La Cour de cassation réaffirme, dans un arrêt du 13 novembre 2025 (n° 24-14.322), que la vie privée du salarié demeure une limite infranchissable, aucune vérification du domicile ne pouvant conditionner l’accès au télétravail lorsqu’il est recommandé par le médecin du travail. Autrement dit, l’employeur doit rechercher des solutions alternatives, et ne peut opposer une telle visite comme préalable obligatoire.
Cet arrêt vient ainsi renforcer l’exigence d’effectivité des mesures d’aménagement du poste émises par le médecin du travail et non contestées dans le cadre du recours prévu à l’article L.4624-7 du Code du travail, tout en encadrant les marges de manœuvre de l’employeur dans la conciliation entre organisation interne et santé du salarié.
Dans cette affaire, le médecin du travail préconisait une limitation des déplacements d’une salariée, puis plusieurs jours de télétravail hebdomadaire. La salariée avait en ce sens rempli le dossier de candidature interne pour bénéficier du télétravail mais avait refusé la visite de son domicile, préalable nécessaire selon l’employeur, afin de s’assurer de la conformité du lieu à l’exercice du télétravail.
Son employeur, qui n’a pas contesté l’avis du médecin du travail selon la procédure prévue par la loi, avait estimé ne pas pouvoir répondre aux préconisations du médecin du travail, invoquant notamment le refus de la salariée de faire visiter son domicile pour vérifier sa conformité au télétravail. Il invoquait également le fait que « la salariée ne produisait aucun de ses arrêts de travail, ni aucun certificat médical, de sorte que la pathologie dont celle-ci était atteinte ne pouvait être identifiée et qu'il ne pouvait être distingué en quoi l'employeur manquait à son obligation d'assurer sa sécurité et protéger sa santé physique et mentale ».
Arguant notamment d’un manquement à l’obligation de sécurité de son employeur, la salariée avait saisi la juridiction prud’homale. La Cour d’appel avait donné raison à l’employeur.

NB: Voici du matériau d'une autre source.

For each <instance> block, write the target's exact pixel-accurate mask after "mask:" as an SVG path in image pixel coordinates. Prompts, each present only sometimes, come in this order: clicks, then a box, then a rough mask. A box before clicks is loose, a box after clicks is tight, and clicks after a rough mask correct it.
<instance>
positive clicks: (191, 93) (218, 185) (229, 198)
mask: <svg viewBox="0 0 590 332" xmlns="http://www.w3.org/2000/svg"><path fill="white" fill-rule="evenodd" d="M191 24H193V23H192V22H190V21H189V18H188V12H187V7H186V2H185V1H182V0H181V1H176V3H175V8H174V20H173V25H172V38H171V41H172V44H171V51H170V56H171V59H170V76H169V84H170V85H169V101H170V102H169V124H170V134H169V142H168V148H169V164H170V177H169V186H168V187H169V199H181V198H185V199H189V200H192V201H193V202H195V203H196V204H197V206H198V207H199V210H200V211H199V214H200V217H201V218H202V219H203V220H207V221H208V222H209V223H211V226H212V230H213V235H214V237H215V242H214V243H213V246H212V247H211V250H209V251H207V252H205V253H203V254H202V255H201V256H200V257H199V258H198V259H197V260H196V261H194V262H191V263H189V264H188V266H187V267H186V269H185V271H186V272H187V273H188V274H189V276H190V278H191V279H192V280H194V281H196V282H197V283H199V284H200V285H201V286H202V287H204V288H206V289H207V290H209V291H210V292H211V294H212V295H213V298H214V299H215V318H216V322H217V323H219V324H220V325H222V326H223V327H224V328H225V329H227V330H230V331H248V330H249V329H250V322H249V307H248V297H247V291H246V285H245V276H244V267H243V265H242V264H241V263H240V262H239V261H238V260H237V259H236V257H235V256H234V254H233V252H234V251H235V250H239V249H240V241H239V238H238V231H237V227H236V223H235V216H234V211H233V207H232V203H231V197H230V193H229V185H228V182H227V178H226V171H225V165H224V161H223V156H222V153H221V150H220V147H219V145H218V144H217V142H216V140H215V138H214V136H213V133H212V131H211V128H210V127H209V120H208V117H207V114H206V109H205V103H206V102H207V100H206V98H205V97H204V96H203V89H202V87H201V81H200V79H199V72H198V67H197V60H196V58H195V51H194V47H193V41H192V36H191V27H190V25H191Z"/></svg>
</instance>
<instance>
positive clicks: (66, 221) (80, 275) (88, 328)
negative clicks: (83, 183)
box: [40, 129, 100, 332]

La Cour de cassation casse l’arrêt.
Elle reproche à la Cour d’appel d’avoir statué en se fondant sur l’absence de justification médicale de la pathologie de la salariée pour écarter l’aménagement préconisé, motif impropre selon les Hauts Magistrats.
La Cour estime que la raison première du refus de l’employeur reposait sur l’opposition de la salariée à la visite de son domicile, alors même que les préconisations du médecin du travail s’imposent. Le non-respect de telles préconisations constitue, selon la Cour, un manquement à l’obligation de sécurité de l’employeur.
Par conséquent, les juges considèrent que le principe de protection de la vie privée permet au salarié de refuser l’accès à son domicile et ne peut justifier le refus de recours au télétravail préconisé médicalement. En pareil cas, il reviendrait à l’employeur de contester l’avis médical selon la procédure idoine.